01 # ssh vm1 numactl -H
available: 4 nodes (0-3)
node 0 cpus: 0 1
node 0 size: 17919 MB
node 0 free: 3163 MB
node 1 cpus: 2 3
node 1 size: 17920 MB
node 1 free: 14362 MB
node 2 cpus: 4 5
node 2 size: 17920 MB
node 2 free: 42 MB
node 3 cpus: 6 7
node 3 size: 17920 MB
node 3 free: 16428 MB
node distances:
node   0   1   2   3
  0:  10  20  20  20
  1:  20  10  20  20
  2:  20  20  10  20
  3:  20  20  20  10

Note that the SLIT table in Listing 5 contains only dummy values populated arbitrarily by the hypervisor.

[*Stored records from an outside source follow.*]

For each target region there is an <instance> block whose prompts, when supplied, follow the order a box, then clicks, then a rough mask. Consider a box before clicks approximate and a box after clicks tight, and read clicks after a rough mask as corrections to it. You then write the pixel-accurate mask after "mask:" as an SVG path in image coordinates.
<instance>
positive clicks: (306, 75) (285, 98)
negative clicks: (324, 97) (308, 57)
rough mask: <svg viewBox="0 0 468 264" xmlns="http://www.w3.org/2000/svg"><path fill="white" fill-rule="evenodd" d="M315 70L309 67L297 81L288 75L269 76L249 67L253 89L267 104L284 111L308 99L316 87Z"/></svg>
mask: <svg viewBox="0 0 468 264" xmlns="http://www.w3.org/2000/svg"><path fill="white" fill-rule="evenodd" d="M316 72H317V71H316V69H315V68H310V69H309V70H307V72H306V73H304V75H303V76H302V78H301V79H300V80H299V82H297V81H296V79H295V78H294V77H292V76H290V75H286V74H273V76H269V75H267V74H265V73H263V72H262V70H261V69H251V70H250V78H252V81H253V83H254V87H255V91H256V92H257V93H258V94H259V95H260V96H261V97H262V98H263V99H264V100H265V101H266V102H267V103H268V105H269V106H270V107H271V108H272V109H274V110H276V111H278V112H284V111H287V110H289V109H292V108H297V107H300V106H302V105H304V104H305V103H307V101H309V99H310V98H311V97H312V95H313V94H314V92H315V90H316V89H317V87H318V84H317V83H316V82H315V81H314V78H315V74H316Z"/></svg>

Automated Solution with numad

Manual tuning such as I've shown so far is very efficient and substantially increases guest performance, but the management of several virtual machines on a single hypervisor can rapidly become overly complex and time consuming. Red Hat realized that complexity and developed the user mode numad(8) service to automate the best guest placement on NUMA servers.

You can take advantage of this service by simply installing and starting it in the hypervisor. Then, configure the guests with placement='auto' and start them. Depending on the load and the memory consumption of the guests, numad sends placement advice to the hypervisor upon request.

To view this interesting mechanism, you can manually start numad in debug mode and look for the keyword "Advising" in the numa.log file by entering these three commands:

# yum install -y numad
# numad -d
# tail -f /var/log/numad.log | grep Advising

Next, configure the guest with an automatic vCPU and memory placement. In this configuration, the memory mode must be strict. Theoretically, you incur no risk of guest punishment because, in automatic placement, the host can provide memory from all the nodes in the server upon numad's advice. Practically speaking, if a process requests too much memory too rapidly, numad does not have the time to tell KVM to extend its memory pool, and you bump into the OOM killer situation mentioned earlier. This issue is well-known and is being addressed by developers.

The following XML lines show how to configure the automatic placement:

# grep placement /etc/libvirt/qemu/vm1.xml
<vcpu placement='auto'>4</vcpu>
  <memory mode='strict' placement='auto'/>

As soon as you start the guest, two numad advisory items appear in the log file. The first one provides initialization advice, and the second says that the guest should be pinned on node 3:

# virsh start vm1
# tail -f /var/log/numad.log | grep Advising
...
Advising pid -1 (unknown) move from nodes () to nodes (1-3)
Advising pid 13801 (qemu-kvm) move from nodes (1-3) to nodes (3)

With memtester, you can test by consuming some memory in the guest and again watching the reaction of numad:

# ssh vm1 /usr/kits/memtester/memtester 28G 1
...
Advising pid 13801 (qemu-kvm) move from nodes (3) to nodes (2-3)

It advises you to increase by one NUMA node the memory source location for this guest.

Conclusion

As the number of cores per CPU increases drastically, NUMA optimization matters for all multisocket servers. The Linux community understands this trend and, on a nearly day-to-day basis, adds new libvirt elements and attributes to optimize VM placement in the hypervisor. Manual NUMA optimization leads to the best results, but it can rapidly become tedious in terms of management and can lead to dangerous memory over-commitment situations.

An interesting automatic optimization alternative exists with numad, but this user mode service cannot take full advantage of some kernel data structures and does not provide the best response. To address this situation, a kernel-based solution called "automatic NUMA balancing" is under development and may appear in future Linux distributions with better results than numad.